あの後、他のママ友にも伝えたのだろう。1人ずつ交代で、子供達を見るようになった。そのおかげで、私達はベビーシッターをしなくて済むようになった。


しかもどの親も、マイルとジルのワガママや情緒不安定に付き合わされて大変そうだった。それを今まで私達がやられて来たのだ。最低だと自分でも自覚しているけれど、少しだけ「ざまぁ」と思ったのも事実だ。


ユートと私は2人きりで遊べることになった。もちろんベビーシッターがなくなったからである。遊ぶと言っても私が魔法を教わっているんだけれど。話せるようになったと言っても私達はまだ2歳だ。そんな流暢に話してたら怪しまれる危険性がある。


だから私達は、もう慣れ尽くしていた念話で、相変わらず会話をしていた。最近では私も随分とできることが増えて来た。あれだけ手こずっていた探知も今では一キロほどであれば十分察知出来るようになっていた。他にも日常で役に立ちそうな魔法もいくつか教わった。

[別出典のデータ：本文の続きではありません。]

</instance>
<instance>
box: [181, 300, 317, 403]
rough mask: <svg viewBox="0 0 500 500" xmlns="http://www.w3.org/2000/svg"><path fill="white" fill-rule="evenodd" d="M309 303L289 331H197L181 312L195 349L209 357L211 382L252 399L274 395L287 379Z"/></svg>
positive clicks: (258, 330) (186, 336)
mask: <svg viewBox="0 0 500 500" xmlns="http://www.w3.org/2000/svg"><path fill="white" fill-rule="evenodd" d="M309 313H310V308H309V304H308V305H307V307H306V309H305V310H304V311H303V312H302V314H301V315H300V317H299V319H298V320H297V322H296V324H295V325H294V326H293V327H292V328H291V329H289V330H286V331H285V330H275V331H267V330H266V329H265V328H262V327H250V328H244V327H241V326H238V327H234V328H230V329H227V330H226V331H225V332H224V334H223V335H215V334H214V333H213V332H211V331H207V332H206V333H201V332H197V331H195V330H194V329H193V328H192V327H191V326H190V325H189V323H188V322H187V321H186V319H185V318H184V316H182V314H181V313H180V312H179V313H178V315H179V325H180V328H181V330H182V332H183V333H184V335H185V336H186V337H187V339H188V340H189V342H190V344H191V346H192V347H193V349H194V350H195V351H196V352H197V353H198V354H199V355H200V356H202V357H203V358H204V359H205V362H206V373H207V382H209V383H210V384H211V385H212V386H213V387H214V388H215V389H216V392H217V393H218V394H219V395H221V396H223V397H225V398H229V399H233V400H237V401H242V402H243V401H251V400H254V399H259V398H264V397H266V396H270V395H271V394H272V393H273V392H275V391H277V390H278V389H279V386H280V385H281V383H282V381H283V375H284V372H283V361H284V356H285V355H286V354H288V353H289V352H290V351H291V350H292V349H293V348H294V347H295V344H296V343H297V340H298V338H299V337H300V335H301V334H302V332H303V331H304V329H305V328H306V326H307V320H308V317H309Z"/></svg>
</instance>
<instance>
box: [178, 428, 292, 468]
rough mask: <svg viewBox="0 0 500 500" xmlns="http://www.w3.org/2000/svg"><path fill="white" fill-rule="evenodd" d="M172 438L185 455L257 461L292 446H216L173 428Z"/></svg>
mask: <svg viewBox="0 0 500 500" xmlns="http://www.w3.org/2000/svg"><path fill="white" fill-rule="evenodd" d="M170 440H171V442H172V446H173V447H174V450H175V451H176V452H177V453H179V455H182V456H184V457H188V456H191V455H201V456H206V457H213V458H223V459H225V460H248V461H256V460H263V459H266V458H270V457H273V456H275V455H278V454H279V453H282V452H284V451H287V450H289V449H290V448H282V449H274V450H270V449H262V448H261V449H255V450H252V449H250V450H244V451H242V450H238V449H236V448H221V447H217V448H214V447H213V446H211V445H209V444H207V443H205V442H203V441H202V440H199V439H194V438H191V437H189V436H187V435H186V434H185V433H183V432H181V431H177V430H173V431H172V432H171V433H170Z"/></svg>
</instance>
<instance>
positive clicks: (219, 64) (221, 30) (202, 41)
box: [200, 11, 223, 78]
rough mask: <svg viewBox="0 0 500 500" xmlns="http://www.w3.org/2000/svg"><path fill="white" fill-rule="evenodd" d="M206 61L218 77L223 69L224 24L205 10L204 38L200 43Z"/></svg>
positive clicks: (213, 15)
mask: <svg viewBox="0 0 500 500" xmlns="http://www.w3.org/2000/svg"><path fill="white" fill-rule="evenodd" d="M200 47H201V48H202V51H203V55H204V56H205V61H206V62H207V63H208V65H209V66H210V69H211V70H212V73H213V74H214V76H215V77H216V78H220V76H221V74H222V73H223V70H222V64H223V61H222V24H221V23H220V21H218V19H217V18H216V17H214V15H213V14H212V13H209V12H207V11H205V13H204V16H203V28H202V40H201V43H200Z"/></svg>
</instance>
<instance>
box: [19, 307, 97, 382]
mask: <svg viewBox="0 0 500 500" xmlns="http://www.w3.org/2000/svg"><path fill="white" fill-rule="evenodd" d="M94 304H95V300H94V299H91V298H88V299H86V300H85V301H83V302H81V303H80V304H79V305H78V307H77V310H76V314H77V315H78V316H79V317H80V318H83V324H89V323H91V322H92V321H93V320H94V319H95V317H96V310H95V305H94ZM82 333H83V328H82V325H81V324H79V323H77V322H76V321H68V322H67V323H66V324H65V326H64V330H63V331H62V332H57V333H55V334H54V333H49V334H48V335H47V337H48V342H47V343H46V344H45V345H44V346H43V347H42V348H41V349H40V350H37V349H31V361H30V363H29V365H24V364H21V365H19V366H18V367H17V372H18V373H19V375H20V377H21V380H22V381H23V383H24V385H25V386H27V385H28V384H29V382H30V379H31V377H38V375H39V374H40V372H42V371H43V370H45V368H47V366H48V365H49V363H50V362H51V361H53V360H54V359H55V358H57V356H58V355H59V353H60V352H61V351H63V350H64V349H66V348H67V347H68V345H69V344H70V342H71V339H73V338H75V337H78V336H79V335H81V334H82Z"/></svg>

火の魔法、風の魔法、水の魔法など色々使えるようになったのだが、それは親が居ないからこそ自由にできたのだ。だから放任主義も案外悪くなかったかな?とは思うが、やはり大変だったのでとても許せるものではなかった。それに最近では本当に手に負えなくなって居たので、最高のタイミングだったと思う。


こんな感じで私は前世では考えられない、濃ゆい1歳から2歳をユートと共に過ごしたのだ。




2歳で子育ての大変さを知ったヴィネアでした。ストレス限界で、遂にキレましたね。ストレスは人見知りでさえ大胆にする。恐ろしいですね。